C’est dans ce contexte de mobilisation que le président de l’UGA a choisi d’interdire par arrêté deux réunions syndicales, organisées par des organisations étudiantes :
Les organisations syndicales et étudiantes signataires de ce communiqué dénoncent fermement ces interdictions, actions répressives particulièrement graves, contraires aux libertés syndicales aussi bien qu’aux libertés académiques des étudiant·es et des personnels de l’université. Nous apportons tout notre soutien aux organisations et aux militant·es ciblé·es par cette répression. Celle-ci est d’autant plus grave, au moment où l’extrême droite progresse, et où on assiste à un complet renversement de valeurs, dans lequel les organisations qui se revendiquent de l’antifascisme sont particulièrement ciblées de toutes parts.

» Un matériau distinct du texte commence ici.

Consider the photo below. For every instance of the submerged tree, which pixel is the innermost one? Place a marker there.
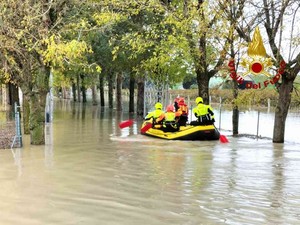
(279, 19)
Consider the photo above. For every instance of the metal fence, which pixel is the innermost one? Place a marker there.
(10, 130)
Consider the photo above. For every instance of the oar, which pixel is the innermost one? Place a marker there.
(222, 138)
(145, 128)
(126, 123)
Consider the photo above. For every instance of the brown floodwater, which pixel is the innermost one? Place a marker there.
(91, 172)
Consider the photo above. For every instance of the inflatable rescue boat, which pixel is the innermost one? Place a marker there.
(188, 132)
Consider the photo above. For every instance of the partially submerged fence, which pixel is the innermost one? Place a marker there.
(10, 131)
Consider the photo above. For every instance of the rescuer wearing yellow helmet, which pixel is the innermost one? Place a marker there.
(203, 112)
(169, 119)
(155, 113)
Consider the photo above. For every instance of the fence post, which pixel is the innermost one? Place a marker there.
(18, 127)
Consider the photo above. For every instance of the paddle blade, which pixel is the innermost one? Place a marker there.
(126, 123)
(145, 128)
(223, 139)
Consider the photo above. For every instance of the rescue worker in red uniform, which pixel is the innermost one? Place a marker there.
(169, 120)
(155, 114)
(204, 113)
(183, 109)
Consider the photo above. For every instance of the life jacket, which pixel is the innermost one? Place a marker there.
(183, 109)
(170, 116)
(155, 114)
(201, 110)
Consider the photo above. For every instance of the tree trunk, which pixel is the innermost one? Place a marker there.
(235, 111)
(83, 88)
(101, 84)
(140, 96)
(74, 92)
(203, 82)
(284, 100)
(110, 90)
(78, 88)
(37, 118)
(94, 95)
(119, 91)
(26, 113)
(13, 94)
(131, 93)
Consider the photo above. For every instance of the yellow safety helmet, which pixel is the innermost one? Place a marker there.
(158, 105)
(199, 100)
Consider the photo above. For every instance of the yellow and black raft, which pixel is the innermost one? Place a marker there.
(188, 132)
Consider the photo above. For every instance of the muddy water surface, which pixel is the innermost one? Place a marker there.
(91, 172)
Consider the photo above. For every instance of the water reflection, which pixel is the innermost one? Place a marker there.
(92, 172)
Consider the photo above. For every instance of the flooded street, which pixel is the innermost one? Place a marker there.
(91, 172)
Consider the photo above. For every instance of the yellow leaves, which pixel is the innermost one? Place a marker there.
(107, 18)
(57, 54)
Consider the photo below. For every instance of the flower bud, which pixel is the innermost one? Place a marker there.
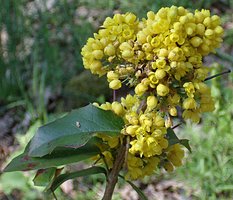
(189, 103)
(111, 75)
(160, 74)
(151, 102)
(162, 90)
(173, 111)
(117, 108)
(115, 84)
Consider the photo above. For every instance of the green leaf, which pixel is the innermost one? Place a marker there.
(60, 156)
(141, 195)
(44, 176)
(173, 139)
(64, 177)
(74, 130)
(185, 143)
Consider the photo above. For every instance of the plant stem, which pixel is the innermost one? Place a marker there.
(113, 174)
(219, 74)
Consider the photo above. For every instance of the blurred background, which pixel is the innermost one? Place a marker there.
(42, 77)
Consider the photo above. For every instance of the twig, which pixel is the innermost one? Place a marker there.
(114, 95)
(219, 74)
(113, 174)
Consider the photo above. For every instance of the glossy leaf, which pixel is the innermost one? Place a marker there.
(44, 176)
(173, 139)
(74, 130)
(60, 156)
(85, 172)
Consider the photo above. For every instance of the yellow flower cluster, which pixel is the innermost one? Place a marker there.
(146, 133)
(161, 58)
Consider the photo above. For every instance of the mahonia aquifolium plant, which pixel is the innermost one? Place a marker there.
(161, 59)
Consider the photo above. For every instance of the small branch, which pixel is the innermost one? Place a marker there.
(219, 74)
(113, 174)
(114, 95)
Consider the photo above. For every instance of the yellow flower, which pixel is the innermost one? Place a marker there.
(115, 84)
(162, 90)
(151, 102)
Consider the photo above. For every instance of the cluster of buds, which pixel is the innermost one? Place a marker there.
(161, 59)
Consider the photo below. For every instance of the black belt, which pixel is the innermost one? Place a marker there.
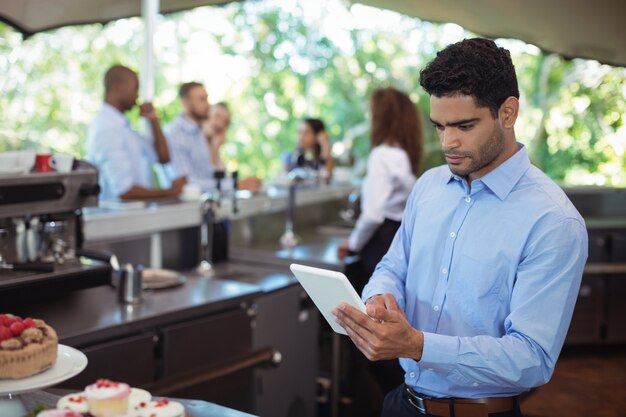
(459, 407)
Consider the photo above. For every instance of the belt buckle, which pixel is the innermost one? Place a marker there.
(415, 400)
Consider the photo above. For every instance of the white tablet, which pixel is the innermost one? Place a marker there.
(327, 289)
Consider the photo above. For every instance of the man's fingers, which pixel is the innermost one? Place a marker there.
(353, 317)
(390, 303)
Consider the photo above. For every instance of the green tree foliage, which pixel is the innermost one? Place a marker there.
(282, 61)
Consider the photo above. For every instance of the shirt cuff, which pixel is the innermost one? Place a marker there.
(440, 353)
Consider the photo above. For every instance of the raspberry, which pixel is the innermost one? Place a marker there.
(5, 333)
(17, 328)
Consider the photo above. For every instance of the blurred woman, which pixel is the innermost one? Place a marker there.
(313, 148)
(215, 129)
(392, 167)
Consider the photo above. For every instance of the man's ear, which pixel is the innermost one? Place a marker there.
(507, 114)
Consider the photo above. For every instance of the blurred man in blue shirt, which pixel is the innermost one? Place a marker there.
(195, 140)
(124, 157)
(477, 290)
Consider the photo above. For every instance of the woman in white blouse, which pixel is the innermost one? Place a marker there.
(392, 168)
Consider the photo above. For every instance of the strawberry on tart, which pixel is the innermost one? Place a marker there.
(27, 346)
(107, 398)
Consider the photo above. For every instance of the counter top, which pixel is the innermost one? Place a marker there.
(316, 249)
(137, 218)
(86, 316)
(194, 408)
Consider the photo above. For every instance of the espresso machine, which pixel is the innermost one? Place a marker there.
(41, 233)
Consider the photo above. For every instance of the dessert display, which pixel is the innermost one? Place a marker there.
(107, 398)
(138, 396)
(59, 413)
(74, 402)
(161, 408)
(27, 346)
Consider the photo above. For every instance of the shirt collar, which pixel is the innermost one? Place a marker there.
(502, 179)
(114, 114)
(187, 124)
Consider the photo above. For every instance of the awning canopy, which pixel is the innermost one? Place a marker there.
(592, 29)
(32, 16)
(573, 28)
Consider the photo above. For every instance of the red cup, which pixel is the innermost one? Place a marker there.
(43, 163)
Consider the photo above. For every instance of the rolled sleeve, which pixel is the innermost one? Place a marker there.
(440, 352)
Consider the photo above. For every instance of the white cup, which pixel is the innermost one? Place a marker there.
(26, 160)
(191, 192)
(8, 161)
(62, 162)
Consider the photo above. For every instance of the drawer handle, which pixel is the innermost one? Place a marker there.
(605, 268)
(250, 360)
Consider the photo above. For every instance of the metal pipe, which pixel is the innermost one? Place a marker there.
(149, 13)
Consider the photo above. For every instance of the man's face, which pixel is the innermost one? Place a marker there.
(306, 136)
(197, 103)
(471, 139)
(220, 119)
(129, 89)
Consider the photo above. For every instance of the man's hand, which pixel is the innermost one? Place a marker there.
(177, 185)
(148, 111)
(251, 183)
(343, 249)
(382, 333)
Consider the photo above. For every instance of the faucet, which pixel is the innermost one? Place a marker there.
(348, 215)
(296, 176)
(210, 201)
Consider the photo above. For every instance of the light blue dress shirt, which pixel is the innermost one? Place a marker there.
(190, 155)
(489, 274)
(123, 156)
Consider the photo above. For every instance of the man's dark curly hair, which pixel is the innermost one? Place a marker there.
(473, 67)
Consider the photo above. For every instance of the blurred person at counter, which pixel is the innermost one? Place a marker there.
(196, 136)
(477, 290)
(123, 156)
(392, 168)
(313, 149)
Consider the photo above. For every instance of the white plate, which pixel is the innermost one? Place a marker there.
(70, 362)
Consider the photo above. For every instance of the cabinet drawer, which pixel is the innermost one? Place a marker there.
(616, 320)
(203, 342)
(588, 318)
(131, 360)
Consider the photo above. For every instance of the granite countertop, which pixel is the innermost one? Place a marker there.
(93, 314)
(316, 249)
(194, 408)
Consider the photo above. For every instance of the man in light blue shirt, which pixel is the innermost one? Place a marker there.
(477, 290)
(194, 140)
(124, 157)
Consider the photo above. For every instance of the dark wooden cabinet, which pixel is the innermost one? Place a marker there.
(129, 359)
(287, 321)
(220, 340)
(195, 344)
(588, 318)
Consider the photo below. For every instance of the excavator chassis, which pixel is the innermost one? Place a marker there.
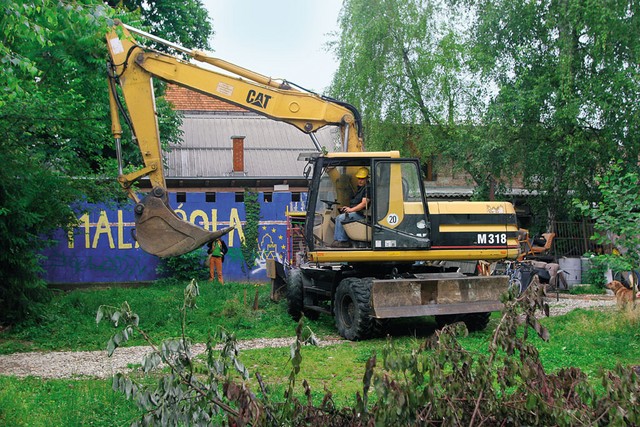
(437, 294)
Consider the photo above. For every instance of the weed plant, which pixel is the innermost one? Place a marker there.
(600, 345)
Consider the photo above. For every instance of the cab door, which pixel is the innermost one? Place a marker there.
(401, 217)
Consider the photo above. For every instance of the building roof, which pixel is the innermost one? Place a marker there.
(188, 100)
(271, 148)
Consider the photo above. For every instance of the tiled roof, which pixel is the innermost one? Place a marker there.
(187, 100)
(271, 148)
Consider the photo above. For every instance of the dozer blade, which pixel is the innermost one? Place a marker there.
(160, 232)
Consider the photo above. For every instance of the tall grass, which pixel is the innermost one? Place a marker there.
(590, 340)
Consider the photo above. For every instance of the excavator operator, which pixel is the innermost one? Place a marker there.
(355, 211)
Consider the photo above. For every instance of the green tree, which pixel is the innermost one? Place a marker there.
(402, 67)
(566, 102)
(54, 120)
(186, 22)
(407, 66)
(617, 216)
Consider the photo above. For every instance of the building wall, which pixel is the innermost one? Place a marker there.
(102, 250)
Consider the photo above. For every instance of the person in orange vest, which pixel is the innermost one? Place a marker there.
(216, 250)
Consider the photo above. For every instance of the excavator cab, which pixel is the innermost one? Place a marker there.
(397, 216)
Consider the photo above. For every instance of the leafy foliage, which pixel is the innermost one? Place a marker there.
(185, 267)
(564, 71)
(617, 216)
(185, 22)
(55, 124)
(440, 380)
(542, 91)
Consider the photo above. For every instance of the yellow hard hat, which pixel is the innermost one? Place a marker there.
(362, 173)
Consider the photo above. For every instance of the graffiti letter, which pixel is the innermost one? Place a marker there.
(84, 219)
(198, 213)
(121, 243)
(234, 219)
(214, 220)
(103, 226)
(180, 212)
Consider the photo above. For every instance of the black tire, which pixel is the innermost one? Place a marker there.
(352, 309)
(473, 321)
(295, 297)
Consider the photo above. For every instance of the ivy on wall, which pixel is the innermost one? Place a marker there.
(252, 221)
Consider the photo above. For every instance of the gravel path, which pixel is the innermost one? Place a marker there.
(96, 364)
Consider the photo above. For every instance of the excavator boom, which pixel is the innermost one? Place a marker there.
(159, 231)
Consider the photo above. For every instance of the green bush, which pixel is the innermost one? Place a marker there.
(192, 265)
(504, 383)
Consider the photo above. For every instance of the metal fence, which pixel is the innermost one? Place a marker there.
(573, 239)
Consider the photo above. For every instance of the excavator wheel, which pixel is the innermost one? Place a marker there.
(353, 309)
(474, 321)
(295, 297)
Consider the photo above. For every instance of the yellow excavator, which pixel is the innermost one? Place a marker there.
(396, 262)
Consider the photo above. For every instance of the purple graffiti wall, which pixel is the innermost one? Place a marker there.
(101, 249)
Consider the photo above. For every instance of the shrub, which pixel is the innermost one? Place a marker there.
(439, 381)
(185, 267)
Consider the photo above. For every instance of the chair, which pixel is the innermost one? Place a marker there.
(528, 248)
(540, 250)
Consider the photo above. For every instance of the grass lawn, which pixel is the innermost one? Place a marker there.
(587, 339)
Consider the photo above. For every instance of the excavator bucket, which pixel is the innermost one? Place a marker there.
(160, 232)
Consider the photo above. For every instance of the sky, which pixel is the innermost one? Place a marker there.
(277, 38)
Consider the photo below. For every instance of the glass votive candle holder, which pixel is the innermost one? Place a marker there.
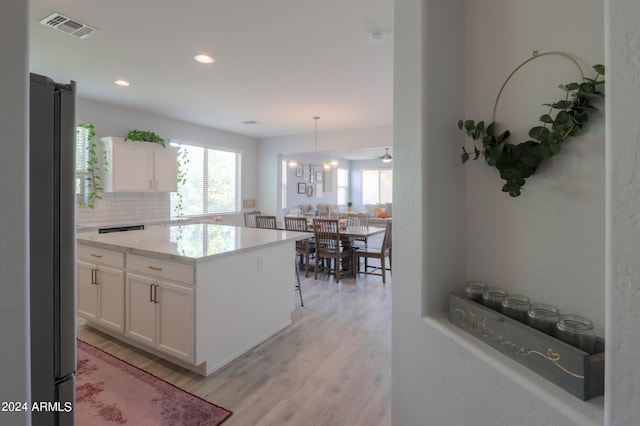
(543, 317)
(493, 297)
(576, 331)
(475, 290)
(516, 306)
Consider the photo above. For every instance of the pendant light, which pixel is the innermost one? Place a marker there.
(332, 164)
(386, 158)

Comme nous l’avons toujours dit, l’austérité budgétaire et la répression sont deux facettes d’une même politique, que ce soit au niveau national ou au niveau local à l’UGA.
Au niveau national, c’est le même gouvernement qui d’un côté s’attaque aux services publics, et impose l’austérité et les coupes budgétaires, y compris à l’université ; et qui de l’autre augmente les budgets de l’armée et de la police, annonce sa volonté de rétablir le service militaire, et réprime les mouvements de grèves et les manifestations.
À l’UGA et dans ses établissements composantes, ce sont les mêmes présidences qui d’un côté, appliquent cette austérité budgétaire en supprimant des postes, en dégradant le service public et les conditions de travail et d’études, en tentant d’augmenter les frais d’inscription ; et qui de l’autre interdisent les réunions d’organisations étudiantes qui tentent de mobiliser contre ces politiques.
Nous appelons à une réaction ferme de toutes et tous, étudiant·es comme personnels : de telles interdictions ne doivent pas passer.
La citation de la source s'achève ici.